An indicator showing that you have a saved password for a website without decrypting the vault.

Hey, I think it would be cool to add an indicator showing whether a stored password exists for the page, when the vault is encrypted. The indicator would look the same as it does when the vault is decrypted. You can achieve this by storing the safe hash (e.g. HMAC-SHA256) of the URL for each saved password. By that way, you know if the user has a saved password for the page, allowing you to skip the full decryption process.

@ctrlshifti Welcome to the forum!

Maybe this would be “cool”, but it would come at a cost of lost privacy and security. Hashing can be thwarted by brute-force guessing, which will not be very difficult for URLs, as a random domain name would have around 30 bits of entropy (easier to crack than a random 5-character password). Also it would be trivially easy to check if a vault contains passwords to an above-average number of crypto and/or banking websites (marking the user as high-value, and thus worthy of targeted attacks), or to check whether a vault contains any accounts registered on embarassing or illegal websites (marking the user as a potential target for blackmail).
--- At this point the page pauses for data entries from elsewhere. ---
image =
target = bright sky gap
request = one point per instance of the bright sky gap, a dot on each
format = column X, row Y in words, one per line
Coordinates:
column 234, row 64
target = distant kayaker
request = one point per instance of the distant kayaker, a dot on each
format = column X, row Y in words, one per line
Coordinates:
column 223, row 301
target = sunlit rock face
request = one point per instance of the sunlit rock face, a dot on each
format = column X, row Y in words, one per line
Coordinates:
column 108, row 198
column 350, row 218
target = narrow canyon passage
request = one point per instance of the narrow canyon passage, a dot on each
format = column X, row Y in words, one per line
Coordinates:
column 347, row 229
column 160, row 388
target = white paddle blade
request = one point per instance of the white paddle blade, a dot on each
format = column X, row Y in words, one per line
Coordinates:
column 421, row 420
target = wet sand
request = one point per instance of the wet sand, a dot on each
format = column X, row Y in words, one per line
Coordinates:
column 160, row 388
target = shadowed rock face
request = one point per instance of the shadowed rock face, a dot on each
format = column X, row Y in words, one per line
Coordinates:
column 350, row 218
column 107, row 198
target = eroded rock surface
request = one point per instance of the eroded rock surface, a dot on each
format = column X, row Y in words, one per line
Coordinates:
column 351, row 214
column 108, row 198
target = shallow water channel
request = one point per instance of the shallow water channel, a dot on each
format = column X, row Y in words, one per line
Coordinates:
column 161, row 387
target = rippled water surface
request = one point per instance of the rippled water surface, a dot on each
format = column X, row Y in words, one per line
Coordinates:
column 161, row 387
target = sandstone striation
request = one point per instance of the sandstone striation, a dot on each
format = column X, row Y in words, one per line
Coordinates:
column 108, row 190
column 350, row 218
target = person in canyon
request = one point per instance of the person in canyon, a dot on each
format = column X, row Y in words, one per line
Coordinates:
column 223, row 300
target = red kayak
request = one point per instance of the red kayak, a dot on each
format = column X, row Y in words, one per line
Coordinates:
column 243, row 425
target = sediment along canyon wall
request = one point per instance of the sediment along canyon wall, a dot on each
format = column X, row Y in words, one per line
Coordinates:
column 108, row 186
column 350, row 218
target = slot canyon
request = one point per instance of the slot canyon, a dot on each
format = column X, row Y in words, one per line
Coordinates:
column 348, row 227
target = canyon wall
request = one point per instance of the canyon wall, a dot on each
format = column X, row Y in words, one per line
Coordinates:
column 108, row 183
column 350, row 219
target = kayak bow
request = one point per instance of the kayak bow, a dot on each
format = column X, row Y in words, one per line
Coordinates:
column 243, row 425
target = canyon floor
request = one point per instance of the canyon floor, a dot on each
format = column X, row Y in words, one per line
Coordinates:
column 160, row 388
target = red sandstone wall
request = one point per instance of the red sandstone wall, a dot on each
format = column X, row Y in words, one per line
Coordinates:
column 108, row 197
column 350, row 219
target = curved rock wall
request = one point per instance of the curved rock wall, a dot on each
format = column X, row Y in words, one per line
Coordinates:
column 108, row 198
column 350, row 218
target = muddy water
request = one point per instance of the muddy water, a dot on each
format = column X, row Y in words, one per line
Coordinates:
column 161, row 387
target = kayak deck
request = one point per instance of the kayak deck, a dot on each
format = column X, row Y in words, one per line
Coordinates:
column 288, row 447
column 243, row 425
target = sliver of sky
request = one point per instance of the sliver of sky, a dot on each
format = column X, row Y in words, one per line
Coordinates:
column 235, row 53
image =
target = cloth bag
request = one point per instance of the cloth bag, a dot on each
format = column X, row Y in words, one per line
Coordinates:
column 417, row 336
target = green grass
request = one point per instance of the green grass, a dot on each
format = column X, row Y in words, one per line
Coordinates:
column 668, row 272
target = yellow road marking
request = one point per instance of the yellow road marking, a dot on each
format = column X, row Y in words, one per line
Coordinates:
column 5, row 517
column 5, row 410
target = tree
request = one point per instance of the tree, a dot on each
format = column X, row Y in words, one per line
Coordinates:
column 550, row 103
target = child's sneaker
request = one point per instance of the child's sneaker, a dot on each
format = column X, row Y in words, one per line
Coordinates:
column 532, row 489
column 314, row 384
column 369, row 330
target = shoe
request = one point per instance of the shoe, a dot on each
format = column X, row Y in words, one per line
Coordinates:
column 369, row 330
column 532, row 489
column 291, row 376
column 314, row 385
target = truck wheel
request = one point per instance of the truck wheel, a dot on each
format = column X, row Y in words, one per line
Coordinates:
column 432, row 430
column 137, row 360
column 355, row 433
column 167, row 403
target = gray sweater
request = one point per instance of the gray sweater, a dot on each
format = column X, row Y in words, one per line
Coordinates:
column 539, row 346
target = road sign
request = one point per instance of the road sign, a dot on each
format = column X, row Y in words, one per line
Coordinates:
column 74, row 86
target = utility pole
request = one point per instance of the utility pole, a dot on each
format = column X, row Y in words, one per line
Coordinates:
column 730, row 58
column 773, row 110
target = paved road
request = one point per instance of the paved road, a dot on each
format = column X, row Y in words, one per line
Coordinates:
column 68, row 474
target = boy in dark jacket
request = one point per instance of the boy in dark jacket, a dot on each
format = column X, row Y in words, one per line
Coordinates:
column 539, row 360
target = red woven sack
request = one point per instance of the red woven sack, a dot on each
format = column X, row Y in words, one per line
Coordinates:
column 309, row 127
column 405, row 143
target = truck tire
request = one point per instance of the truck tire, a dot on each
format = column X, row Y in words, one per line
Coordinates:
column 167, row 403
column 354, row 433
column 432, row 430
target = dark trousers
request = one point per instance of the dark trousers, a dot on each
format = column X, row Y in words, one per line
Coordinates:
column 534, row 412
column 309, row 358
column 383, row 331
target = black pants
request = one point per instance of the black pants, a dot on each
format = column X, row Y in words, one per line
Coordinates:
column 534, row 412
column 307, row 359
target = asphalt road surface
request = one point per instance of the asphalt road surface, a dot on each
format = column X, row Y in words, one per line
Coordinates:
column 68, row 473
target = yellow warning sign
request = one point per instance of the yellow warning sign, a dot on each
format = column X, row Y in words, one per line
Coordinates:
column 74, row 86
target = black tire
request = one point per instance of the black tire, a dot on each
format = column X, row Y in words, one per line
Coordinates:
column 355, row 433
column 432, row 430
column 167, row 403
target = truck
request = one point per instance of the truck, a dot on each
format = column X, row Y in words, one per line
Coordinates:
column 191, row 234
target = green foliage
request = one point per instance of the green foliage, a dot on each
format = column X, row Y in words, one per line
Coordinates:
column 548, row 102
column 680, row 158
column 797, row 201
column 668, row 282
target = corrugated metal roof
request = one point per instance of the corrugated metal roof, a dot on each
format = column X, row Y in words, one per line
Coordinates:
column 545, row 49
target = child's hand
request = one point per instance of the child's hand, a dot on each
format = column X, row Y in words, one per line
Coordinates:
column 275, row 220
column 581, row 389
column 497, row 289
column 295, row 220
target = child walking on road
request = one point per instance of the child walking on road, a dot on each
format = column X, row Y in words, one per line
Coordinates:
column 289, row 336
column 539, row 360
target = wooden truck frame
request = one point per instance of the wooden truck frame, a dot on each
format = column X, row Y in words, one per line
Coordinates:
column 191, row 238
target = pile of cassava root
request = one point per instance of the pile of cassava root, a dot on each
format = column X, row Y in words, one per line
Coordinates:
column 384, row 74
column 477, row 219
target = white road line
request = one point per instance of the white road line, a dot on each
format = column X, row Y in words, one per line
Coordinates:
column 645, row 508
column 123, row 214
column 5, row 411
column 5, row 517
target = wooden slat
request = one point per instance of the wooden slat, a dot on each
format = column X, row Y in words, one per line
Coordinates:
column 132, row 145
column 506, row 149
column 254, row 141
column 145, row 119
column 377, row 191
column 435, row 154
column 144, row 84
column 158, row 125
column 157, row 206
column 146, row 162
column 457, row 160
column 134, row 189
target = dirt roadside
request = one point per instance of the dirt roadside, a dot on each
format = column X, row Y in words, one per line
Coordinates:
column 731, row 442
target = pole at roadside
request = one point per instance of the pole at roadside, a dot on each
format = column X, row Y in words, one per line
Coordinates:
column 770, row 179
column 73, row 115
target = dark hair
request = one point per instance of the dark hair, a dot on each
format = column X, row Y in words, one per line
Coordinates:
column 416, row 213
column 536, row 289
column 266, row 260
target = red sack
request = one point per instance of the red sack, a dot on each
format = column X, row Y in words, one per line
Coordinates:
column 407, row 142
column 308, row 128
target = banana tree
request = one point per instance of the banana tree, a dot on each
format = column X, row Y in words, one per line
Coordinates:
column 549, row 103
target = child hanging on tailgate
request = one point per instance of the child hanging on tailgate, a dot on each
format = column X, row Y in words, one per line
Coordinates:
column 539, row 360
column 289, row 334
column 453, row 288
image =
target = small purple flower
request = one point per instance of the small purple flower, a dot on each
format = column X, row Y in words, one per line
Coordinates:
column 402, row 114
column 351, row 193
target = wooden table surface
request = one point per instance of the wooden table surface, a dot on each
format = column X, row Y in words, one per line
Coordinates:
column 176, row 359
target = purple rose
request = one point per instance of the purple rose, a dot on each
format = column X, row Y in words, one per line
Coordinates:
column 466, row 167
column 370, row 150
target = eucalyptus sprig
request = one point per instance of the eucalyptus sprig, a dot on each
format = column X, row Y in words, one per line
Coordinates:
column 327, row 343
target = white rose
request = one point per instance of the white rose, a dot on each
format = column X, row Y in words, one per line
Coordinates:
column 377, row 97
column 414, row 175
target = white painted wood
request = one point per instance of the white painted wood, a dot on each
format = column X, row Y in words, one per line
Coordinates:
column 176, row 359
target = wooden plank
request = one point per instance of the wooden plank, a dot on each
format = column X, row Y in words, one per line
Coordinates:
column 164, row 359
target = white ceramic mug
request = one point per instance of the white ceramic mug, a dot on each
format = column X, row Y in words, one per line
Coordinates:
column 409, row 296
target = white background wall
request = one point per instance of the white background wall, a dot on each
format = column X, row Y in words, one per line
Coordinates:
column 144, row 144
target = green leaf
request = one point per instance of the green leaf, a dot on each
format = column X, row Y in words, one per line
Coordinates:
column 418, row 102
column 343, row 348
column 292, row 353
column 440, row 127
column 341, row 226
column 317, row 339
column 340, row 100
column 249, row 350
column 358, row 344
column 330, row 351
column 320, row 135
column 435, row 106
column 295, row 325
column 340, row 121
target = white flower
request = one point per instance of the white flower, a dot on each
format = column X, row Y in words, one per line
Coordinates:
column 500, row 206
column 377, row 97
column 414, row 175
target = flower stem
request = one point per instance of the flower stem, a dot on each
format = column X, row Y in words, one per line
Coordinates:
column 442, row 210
That’s true for a normal hash function, but when using HMAC, you get the entropy of the secret, which is typically 256 bits. However, you’re right someone like a potential employee or anyone with access to the secret key could still brute-force the URL. One possible solution is to store the URLs locally and use a randomly generated 256-bit secret key that is encrypted and easily retrievable by the user (similar to password management strategies). This way, the user can perform URL hashing on the client side without exposing the secret/url to any third party.

The fact that there are multiple match detections greatly complicates this. To do a regex match, one pretty much needs the cleartext URL.